The paper tackles the problem of human pose estimation with limited body sensors by formulating it as an inverse problem, proposing the InPose method that uses a pre-trained diffusion model conditioned on rotational measurements and guided by location likelihood, achieving zero-shot generalization across users.
Pose estimation refers to tracking a human's full body posture, including their head, torso, arms, and legs. The problem is challenging in practical settings where the number of body sensors are limited. Past work has shown promising results using conditional diffusion models, where the pose prediction is conditioned on both <location, rotation> measurements from the sensors.
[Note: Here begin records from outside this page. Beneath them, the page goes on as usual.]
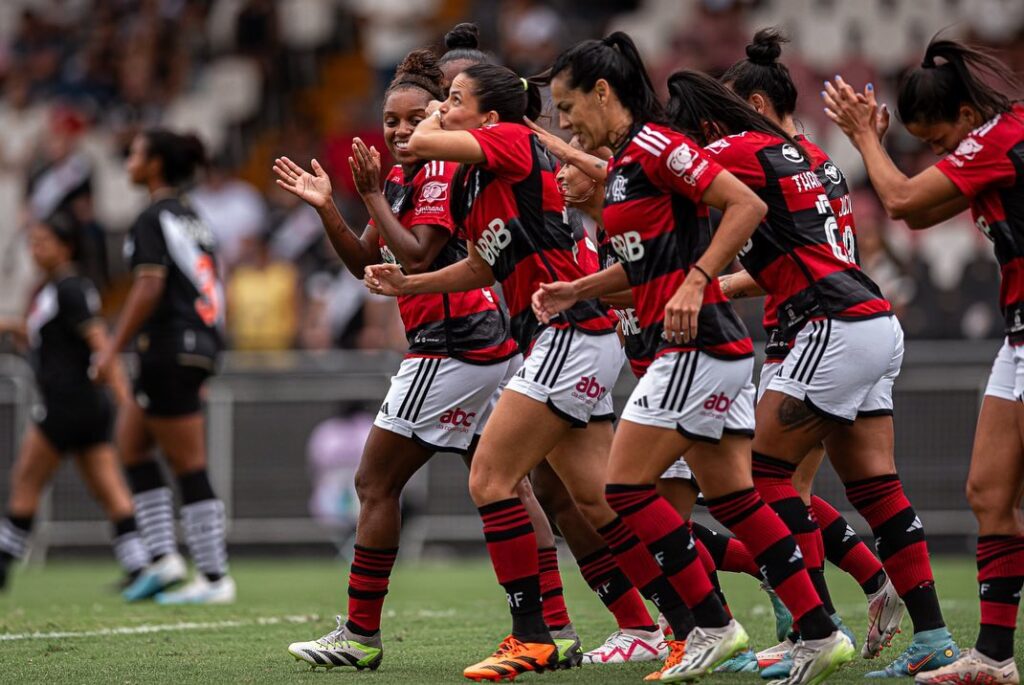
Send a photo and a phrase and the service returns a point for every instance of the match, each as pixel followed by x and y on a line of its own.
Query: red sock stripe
pixel 909 568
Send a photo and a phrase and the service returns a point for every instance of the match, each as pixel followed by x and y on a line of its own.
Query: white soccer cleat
pixel 629 646
pixel 708 648
pixel 972 668
pixel 202 591
pixel 885 611
pixel 815 660
pixel 166 571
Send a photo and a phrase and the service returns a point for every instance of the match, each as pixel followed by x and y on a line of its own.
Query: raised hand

Unfortunately, nearly all these approaches generalize poorly across users, primarly because location measurements are highly influenced by the body size of the user. In this paper, we formulate pose estimation as an inverse problem and design an algorithm capable of zero-shot generalization. Our idea utilizes a pre-trained diffusion model and conditions it on rotational measurements alone; the priors from this model are then guided by a likelihood term, derived from the measured locations. Thus, given any user, our proposed InPose method generatively estimates the highly likely sequence of poses that best explains the sparse on-body measurements.